So, GDPR has been in effect for just over a year now. (15 May 2018). Was there a celebration in your organization, or is GDPR a bad word? 🙂 )
Many lessons have been learned through the effort of bringing our systems into compliance with GDPR.
I think we can start to generalize from those lessons to identify how our own I.T. systems might benefit from this effort.
Generally, I think there are four broad and very generalized steps to bring your systems in line with GDPR – and to lead to better compliance over all.
- Understand what data you’re holding and where it is stored
- Collect and organize your data so it becomes an asset.
- If the data is managed, and it becomes an asset, you can better determine the effort and value – or the expense – it takes to hold it.
- bringing it in from extraneous storage locations is important. If you don’t move the data, cataloguing it can serve the same purpose. You must know where it is stored so that it doesn’t become a forgotten silo with unmanaged and broken permissions and access controls to surprise you later.
- Determine which services related to compliance with the regulation or management of the I.T. system you can and should centralize.Which monitoring systems do you need to identify changes, updates, access requests, delete requests, and other operations requested on the data?
- Which services are needed to return current status and transactional logs related to the data and these requests?
- Which trigger and alert services do you need to support to notify you of items that are trending in unexpected directions or are out of compliance?
- Understand which applications are accessing that data and prepare a plan to replace them with compliant applications, eliminate those applications that will be too expensive or risky to maintain, or modify the applications so they can be compliant
- Finding a way to integrate your corporate applications with the centralized system of monitoring and compliance can provide you with a single source of application services related to the regulation and flexible applications that can more easily be modified to support future regulations. (e.g. do you do business in the state of California?)
This can take some time. It can take some patience, and it will require a prioritization effort to determine which project to modify first, etc. Perhaps there is someone in your organization that remembers the Y2K effort? Ask them about their lessons learned from that prioritization effort. 😊 I’m not suggesting that the implied urgency is the same… or am I? We still have time before GDPR affects our own little I.T. group, right? Well, maybe not, and perhaps there is some urgency here.

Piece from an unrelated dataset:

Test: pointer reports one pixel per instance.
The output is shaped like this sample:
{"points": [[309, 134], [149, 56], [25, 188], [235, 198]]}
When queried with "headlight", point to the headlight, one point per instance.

Discussing this path to compliance can be useful. The first step toward being able to achieve a journey is to take the first step, of course, but having a map brings so much efficiency to the effort and saves so many wrong turns.
Use this map to compliance and see if you can liken it to your journey to improved collaboration, or deploying MFA and secure authentication across your organization, or any other I.T. challenge that is in front of your team this quarter.